Why does the public think of real estate agents as salespeople? Why does the industry think of itself that way?
I suppose it is because we imagine that real estate agents sell houses in the same way that car dealers sell cars. In contrast, we don’t think of lawyers or doctors or accountants as salespeople. Why?
When it comes right down to it, isn’t every business a “sales” business? Trial lawyers need plaintiffs. Oncologists need cancer victims. Accountants need confused taxpayers (no trouble finding those).
Nothing happens in any business until someone is convinced to buy whatever that business is selling, be it a product or a service.
The real distinction comes when the sale is made. In a product business, the sale is the culmination of a process. You buy. You leave. You’re done.

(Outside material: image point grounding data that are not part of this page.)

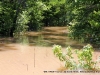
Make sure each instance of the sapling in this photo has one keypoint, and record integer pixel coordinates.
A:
(84, 55)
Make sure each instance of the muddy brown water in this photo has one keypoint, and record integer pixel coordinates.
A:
(33, 55)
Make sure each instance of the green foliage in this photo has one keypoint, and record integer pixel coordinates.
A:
(84, 56)
(84, 20)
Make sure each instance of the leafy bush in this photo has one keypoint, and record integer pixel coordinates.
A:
(84, 56)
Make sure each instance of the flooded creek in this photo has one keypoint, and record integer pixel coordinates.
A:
(32, 54)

In contrast, the sale is the beginning of a relationship in a service business. The trial lawyer files the case. The oncologist wheels you into surgery. The account starts finding deductions.
Now when I really stopped to think about it, years ago I realized that good real estate agents know that they are more than salespeople. They don’t sell houses, per se. Homebuilders sell houses! Homebuilders sell houses just like car dealers sell cars.

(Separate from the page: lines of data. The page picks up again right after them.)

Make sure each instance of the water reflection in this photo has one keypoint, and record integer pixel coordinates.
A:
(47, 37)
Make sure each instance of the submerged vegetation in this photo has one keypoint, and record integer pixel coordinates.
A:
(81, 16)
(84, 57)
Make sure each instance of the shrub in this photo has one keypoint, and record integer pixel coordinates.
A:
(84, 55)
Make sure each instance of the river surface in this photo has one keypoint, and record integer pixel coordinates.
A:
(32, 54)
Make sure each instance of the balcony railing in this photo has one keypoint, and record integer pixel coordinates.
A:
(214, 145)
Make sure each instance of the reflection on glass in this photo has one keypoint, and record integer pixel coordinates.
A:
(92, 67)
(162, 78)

In contrast, real estate agents provide a service — more like the accountant and the lawyer. The process of buying and selling a house is complicated and most consumers need help. Agents are the people that have the specialized expertise. They can guide buyers and sellers through the maze of pricing, staging, marketing, financing, negotiating, inspecting and all the other aspects of a real estate transaction.

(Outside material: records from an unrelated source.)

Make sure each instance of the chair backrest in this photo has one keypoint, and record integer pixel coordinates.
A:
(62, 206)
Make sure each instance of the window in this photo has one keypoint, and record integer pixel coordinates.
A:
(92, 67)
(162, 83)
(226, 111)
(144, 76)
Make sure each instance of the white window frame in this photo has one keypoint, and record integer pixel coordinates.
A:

A real estate agent “sells” people on using her services and that is when the relationship begins. And if she is any good, she then becomes a consultant, helping people make good decisions about acquiring and disposing of their real estate. That is what the client really needs.
Of course, she does end up “selling” houses because some clients need to dispose of properties they own. However, she ends up helping other clients acquire property. In either case, her goal is helping people make great decisions about their real estate holdings and not to just make a “sale”. This builds a long term relationship of repeat and referral business rather than just creating a single transaction.
This is our focus at Colorado Home Realty. We are constantly rethinking the real estate business. Part of that rethinking is to shift from a sales mentality to a consulting mentality – from being in a product/sales business to being in a service/consulting business.
One of my strategies for success is to be more than a salesperson — to truly be your trusted real estate adviser for all your real estate needs.